The whole system works that way, that after user successfully authorized, server generates this JWT token, and its signature part is encrypted using secret key.
After that token is stored in client cookies or localStorage
Every time client want to access protected API endpoints, it also send this token under Authorization request header.
When server receive token, it uses its public part to re-create signature, and if generated signature, and signature from token are same, then this proves that token is valid and can be used for authorization purposes.

32
Q

What is the difference between identification, authentification and authorization?

A

Idendification is a process of receiving information that is used to identify user, like login or email

Authentication is a process of user identity verification using password or any other method.

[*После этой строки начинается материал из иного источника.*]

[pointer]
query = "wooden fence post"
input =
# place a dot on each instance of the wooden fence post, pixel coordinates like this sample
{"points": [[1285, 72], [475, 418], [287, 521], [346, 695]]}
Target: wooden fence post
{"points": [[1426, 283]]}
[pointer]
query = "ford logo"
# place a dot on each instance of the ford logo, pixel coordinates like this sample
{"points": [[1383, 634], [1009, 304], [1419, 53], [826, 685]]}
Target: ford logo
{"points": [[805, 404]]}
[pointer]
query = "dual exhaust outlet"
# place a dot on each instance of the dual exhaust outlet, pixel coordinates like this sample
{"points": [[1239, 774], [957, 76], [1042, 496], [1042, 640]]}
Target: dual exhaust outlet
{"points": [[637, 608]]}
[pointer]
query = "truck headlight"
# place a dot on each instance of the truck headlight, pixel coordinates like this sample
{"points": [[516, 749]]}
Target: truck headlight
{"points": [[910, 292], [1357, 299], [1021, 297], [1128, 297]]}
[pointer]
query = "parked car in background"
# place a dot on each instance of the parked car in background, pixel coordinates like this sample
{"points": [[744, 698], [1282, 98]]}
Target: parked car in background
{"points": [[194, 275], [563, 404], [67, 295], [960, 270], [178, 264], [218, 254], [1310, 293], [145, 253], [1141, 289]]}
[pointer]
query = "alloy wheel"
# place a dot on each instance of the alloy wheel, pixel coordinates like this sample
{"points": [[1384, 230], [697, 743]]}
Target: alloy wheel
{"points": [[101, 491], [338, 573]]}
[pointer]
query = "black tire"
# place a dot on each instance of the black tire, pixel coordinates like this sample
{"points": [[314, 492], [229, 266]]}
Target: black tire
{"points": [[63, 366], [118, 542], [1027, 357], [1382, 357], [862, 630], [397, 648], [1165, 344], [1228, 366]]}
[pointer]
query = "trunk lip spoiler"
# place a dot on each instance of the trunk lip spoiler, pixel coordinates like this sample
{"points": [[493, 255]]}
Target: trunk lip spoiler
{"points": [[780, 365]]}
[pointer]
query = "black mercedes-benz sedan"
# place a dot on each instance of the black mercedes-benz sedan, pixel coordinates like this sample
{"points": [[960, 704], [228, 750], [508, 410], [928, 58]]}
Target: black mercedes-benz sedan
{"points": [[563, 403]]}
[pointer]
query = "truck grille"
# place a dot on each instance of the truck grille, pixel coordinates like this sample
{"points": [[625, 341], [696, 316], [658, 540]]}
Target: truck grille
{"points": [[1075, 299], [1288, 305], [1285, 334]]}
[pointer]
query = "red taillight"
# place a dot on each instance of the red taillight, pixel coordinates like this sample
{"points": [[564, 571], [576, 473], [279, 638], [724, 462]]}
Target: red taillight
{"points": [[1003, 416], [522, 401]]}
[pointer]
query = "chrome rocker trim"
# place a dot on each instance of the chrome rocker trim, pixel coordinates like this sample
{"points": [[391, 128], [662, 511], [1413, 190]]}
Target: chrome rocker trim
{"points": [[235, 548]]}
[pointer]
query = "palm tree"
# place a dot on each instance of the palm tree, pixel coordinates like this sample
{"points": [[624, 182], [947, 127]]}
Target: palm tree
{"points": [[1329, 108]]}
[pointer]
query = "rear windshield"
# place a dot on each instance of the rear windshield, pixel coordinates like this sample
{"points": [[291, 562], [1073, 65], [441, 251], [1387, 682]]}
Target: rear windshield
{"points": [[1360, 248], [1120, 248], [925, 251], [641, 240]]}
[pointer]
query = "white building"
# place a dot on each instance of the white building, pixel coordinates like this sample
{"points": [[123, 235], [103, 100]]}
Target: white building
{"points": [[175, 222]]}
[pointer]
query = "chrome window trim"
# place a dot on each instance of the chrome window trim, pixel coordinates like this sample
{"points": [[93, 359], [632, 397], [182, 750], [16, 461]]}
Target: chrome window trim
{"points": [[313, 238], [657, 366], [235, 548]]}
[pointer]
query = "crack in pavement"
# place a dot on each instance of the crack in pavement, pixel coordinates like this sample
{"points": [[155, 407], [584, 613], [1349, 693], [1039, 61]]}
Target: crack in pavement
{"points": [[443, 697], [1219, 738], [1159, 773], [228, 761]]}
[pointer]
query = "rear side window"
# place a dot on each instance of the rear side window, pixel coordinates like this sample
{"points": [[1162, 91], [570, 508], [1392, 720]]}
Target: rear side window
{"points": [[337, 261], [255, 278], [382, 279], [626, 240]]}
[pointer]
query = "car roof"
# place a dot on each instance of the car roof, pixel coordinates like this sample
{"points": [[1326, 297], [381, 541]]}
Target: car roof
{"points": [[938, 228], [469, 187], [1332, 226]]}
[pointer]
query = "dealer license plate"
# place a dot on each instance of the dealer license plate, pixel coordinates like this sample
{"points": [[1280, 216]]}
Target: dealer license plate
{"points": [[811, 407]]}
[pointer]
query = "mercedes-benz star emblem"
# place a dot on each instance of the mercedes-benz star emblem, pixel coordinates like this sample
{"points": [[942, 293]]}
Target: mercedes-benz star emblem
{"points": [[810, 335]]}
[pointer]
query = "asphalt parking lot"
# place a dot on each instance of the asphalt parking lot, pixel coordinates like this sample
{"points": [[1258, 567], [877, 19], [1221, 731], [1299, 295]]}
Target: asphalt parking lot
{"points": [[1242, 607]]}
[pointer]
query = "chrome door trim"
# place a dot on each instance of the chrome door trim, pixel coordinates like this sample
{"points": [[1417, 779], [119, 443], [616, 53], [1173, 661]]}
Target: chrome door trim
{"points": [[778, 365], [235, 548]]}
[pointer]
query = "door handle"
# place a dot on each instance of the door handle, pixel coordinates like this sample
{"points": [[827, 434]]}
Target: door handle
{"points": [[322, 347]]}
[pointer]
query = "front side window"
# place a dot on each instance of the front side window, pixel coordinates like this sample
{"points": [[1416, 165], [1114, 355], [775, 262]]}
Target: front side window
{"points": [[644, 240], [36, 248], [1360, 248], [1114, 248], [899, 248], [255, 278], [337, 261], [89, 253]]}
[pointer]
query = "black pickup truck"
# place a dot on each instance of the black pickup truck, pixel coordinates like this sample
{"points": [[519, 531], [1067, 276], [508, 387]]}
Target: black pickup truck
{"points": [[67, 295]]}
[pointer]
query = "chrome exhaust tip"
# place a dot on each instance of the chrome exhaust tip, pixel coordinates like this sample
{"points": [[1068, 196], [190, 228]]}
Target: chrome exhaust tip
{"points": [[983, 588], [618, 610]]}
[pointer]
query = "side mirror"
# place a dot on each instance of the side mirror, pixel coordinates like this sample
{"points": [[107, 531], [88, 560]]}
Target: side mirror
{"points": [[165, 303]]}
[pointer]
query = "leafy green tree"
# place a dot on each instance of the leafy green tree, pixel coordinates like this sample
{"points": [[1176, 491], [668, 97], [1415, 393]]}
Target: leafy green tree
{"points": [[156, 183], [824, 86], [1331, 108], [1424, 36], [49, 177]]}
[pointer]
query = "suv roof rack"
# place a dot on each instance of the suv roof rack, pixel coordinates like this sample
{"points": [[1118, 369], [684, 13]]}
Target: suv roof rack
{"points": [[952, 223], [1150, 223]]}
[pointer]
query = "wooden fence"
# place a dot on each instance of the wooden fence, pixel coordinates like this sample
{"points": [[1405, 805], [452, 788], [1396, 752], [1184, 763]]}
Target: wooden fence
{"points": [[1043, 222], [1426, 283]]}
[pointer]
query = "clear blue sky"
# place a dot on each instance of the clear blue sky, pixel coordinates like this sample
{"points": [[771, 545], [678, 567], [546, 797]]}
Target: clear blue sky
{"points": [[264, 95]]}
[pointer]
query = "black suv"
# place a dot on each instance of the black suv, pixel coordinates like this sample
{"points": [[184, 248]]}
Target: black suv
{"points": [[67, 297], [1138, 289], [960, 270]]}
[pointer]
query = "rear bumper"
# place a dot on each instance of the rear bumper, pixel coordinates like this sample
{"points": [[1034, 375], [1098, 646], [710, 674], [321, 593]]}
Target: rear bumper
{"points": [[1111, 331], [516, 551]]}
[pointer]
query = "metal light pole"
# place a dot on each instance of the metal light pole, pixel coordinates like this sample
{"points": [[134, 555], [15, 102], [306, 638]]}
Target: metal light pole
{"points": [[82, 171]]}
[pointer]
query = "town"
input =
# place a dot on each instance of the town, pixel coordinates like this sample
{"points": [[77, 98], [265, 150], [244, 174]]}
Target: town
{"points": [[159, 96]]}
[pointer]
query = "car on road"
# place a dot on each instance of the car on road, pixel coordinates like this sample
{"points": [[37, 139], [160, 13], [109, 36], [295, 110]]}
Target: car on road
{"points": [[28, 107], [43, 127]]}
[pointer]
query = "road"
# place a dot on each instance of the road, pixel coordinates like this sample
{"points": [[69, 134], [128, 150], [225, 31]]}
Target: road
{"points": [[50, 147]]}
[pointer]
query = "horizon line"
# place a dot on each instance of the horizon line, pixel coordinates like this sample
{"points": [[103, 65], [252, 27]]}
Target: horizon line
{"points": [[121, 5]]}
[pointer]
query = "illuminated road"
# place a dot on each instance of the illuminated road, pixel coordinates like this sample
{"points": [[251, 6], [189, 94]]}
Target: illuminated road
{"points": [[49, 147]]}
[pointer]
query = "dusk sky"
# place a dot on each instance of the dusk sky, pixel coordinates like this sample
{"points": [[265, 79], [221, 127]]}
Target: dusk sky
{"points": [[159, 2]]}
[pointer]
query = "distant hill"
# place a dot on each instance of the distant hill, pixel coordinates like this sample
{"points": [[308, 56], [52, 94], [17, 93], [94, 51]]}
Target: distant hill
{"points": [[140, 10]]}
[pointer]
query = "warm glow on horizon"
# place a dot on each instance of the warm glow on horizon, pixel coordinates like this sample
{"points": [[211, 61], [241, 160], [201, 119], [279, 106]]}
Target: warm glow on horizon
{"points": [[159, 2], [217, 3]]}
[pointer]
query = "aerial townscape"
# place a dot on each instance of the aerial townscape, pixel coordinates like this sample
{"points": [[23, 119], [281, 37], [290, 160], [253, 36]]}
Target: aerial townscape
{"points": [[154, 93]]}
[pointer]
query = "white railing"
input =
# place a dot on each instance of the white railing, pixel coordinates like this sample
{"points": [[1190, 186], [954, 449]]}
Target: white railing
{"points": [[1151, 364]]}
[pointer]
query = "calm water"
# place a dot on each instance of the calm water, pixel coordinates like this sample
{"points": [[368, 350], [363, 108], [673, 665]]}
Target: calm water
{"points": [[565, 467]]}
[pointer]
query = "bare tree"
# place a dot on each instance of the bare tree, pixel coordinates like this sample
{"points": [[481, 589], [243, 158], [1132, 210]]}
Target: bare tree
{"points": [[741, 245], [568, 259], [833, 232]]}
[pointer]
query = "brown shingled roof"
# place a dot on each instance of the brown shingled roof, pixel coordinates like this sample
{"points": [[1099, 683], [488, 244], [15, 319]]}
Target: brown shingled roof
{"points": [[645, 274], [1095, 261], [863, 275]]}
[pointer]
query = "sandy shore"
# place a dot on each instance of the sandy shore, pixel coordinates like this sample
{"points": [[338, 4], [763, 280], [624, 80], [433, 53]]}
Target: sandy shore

Authorization is a process of giving user permissions to do certain things through providing him special token, for example.

33
Q

У тебя написано, что ты работал с Clickhouse, а что ты с ней делал?

A

В общем, у нас один из сервисов это сервис переработки, и по нему специальная джоба раз в день собирает данные для статистики из PostgreSQL базы данных, денормализует, и отправляет в Clickhouse для того, чтобы потом можно было проанализировать какие-то метрики. Ну то есть, какие за тот или иной период были переработки, в каких командах, каким образом они компенсировались, сколько это по итогу стоило компании, как это повлияло на текучку разработчиков, и всё в таком духе.
И я как раз несколько раз когда происходили какие-то изменения в структуре базы данных, переделывал эту джобу, чтобы она не падала с ошибкой.

34
Q

Писал / пишешь ли ты тесты на свой код?
Какие тесты?

A

Да, я пишу тесты на свой код.
Я писал только юнит-тесты.

35
Q

Что такое Prometheus? Из чего он состоит?
Как работает?

A

Prometheus это система сбора и хранения метрик, основанная на базе данных временных рядов, хранящей данные аггрегированные по времени.

Для сбора метрик Prometheus периодически стучится в целевые сервисы, получая от них данные.

Prometheus сам по себе, насколько я знаю, может визуализировать данные, но у нас на проектах для этого использовалась отдельно Grafana.

36
Q

Какие на практике у тебя возникали проблемы с Kafka?

A

Ну, смотрите…
На самом деле у Kafka может быть три потенциальные проблемы.
Первая - недоступность системы из-за ребалансировки.
Вторая - перегруженность дискового пространства.
Третья - в старых версиях Kafka могло возникнуть дублирование сообщений, потому что существовали только варианты доставки at most once и at least once, а exactly once не было.

На практике я ни с какой из них не сталкивался, потому что в первом случае всё решается настройкой консумера на периодические ретраи запросов, во втором - всё это решается заранее, так как настроены алерты на кейсы, когда уже использовано какое-то большое количество памяти, а третий в новых версиях kafka исправлен тем, что была добавлена exactly once доставка.

Суть в том, что Kafka не статична, то есть, в рамках одного и того же топика могут меняться консумеры, например из-за того, что количество подов изменилось. Из-за этого время от времени могут происходить такие ситуции, при которых часть консумеров обрабатывает очень много партиций, а другая часть бездействует. В этом случае данные обрабатываются медленно, но при этом мощности простаивают.
Для того, чтобы этого избежать нужна ребалансировка, то есть перераспределение партиций между консумерами.
Во время этого процесса система недоступна.

37
Q

Как в kafka работает чтение сообщений консумерами?
Допустим, есть несколько ситуаций
1. Я хочу, чтобы одно и то же сообщение было обработано одним и тем же сервисом ровно один раз, хотя у меня может быть несколько десятков экземпляров этого сервиса
2. Я хочу, чтобы одно и то же сообщение в рамках того же топика было обработано несколько раз, каждый раз разными сервисами

A

Это реализуется через consumer groups
Консумеры в одной группе могут обрабатывают одно и то же сообщение один раз.

38
Q

Что такое ключ партиционирования в Kafka?

A

Ключ партиционирования - это штука, которая используется для определения той партиции, куда будет записано сообщение.
Смысл в том, что сообщения с одним ключом партиционирования пишутся всегда в одну и ту же партицию.